Even in the late 19th century, scholars had described the red-and-black temple as “the best in the district” and if not the largest, the “finest” brick temple. However, it languished without care till as late as 1972, when the Archaeological Survey of India took the responsibility of preserving this peerless work of art. Now, the temple is a must-visit spot on architectural study tours and frequently on the itinerary of tourists from abroad.
The year the temple was built and the name of its founder cannot be ascertained. The structure and design does not betray any Islamic influence. According to historians, the temple came up between the 8th and 11th centuries. Professor K.N. Jha felt it is an 8th century temple, while S.K. Saraswati has described it as an 11th century construction. The tower and the lack of front extension are typical of the style followed during the Pala and Sena periods.
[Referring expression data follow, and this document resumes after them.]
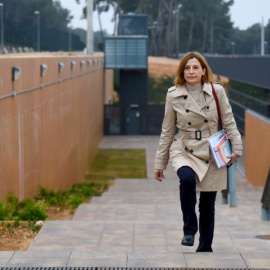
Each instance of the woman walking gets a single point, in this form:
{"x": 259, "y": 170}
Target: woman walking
{"x": 192, "y": 109}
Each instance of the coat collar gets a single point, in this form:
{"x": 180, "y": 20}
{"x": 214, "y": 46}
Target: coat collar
{"x": 182, "y": 91}
{"x": 191, "y": 104}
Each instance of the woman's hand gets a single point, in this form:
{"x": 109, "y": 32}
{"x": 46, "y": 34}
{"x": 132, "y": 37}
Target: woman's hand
{"x": 233, "y": 158}
{"x": 159, "y": 175}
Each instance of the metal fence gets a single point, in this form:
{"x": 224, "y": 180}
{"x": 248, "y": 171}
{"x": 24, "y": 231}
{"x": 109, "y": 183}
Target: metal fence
{"x": 258, "y": 105}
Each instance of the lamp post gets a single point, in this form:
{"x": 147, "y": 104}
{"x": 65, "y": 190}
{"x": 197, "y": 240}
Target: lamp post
{"x": 2, "y": 25}
{"x": 70, "y": 40}
{"x": 233, "y": 47}
{"x": 38, "y": 29}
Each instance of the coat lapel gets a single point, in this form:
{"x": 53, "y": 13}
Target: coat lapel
{"x": 189, "y": 103}
{"x": 207, "y": 89}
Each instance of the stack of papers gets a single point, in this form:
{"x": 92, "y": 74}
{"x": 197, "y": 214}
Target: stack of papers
{"x": 220, "y": 148}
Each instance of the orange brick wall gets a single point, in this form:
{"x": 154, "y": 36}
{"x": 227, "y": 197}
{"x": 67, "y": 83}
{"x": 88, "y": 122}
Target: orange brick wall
{"x": 48, "y": 136}
{"x": 257, "y": 148}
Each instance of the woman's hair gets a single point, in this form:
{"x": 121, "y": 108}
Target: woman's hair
{"x": 208, "y": 76}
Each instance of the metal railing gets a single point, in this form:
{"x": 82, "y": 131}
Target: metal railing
{"x": 41, "y": 86}
{"x": 266, "y": 200}
{"x": 250, "y": 102}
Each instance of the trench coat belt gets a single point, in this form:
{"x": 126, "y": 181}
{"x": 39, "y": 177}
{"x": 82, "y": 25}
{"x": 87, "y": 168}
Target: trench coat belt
{"x": 197, "y": 134}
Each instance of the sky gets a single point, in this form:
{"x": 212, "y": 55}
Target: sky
{"x": 244, "y": 13}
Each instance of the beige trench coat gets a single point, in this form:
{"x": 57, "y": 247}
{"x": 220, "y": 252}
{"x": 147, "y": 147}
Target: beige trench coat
{"x": 184, "y": 148}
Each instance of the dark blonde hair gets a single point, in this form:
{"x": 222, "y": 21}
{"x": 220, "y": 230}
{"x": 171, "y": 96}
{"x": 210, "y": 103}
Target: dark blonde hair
{"x": 180, "y": 80}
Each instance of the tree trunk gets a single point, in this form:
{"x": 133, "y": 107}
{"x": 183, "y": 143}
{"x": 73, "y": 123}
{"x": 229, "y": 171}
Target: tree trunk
{"x": 177, "y": 33}
{"x": 211, "y": 35}
{"x": 160, "y": 28}
{"x": 190, "y": 35}
{"x": 167, "y": 49}
{"x": 204, "y": 32}
{"x": 100, "y": 25}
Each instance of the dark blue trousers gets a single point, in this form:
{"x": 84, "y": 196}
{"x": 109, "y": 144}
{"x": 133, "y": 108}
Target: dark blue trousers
{"x": 187, "y": 187}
The temple, on the western bank of the river Darakeshwar, is called the Behula temple by the residents of the area. The structure is 30 ft long and 64 ft high. There’s no way to find out how tall the temple was originally. It faces the west and many believe it was originally a Jain place of worship.
In the sanctum sanctorum, three images can be seen on stone. One is of Ganesha while other two are of Durga and Jain Tirthankar. There is also the shivling that has given the temple its name. Enormous metal bells hang from the roof. The remains of Jain stupas have been excavated outside the temple.
There are ornamental flora and many dancing figures on the walls of the structure, apart from male and female sculptures on the upper portions. Terracotta has been used only in places and most of these parts have been defaced. A stone pillar in the compound also attracts visitors. Shivaratri is followed by month-long festivities that draw huge crowds and culminate in gajan and the Bengali New Year.
Bahulara, in Onda block, is 25 km from Bishnupur town. Ondagram is the nearest railway station. The best train is Rupashi Bangla from Howrah. Buses are also available from Bishnupur to Onda. Take a cycle-rickshaw to visit the Bahulara temple. Carry food and water from Bishnupur as there is no good eatery at Onda. There are restrictions on video photography.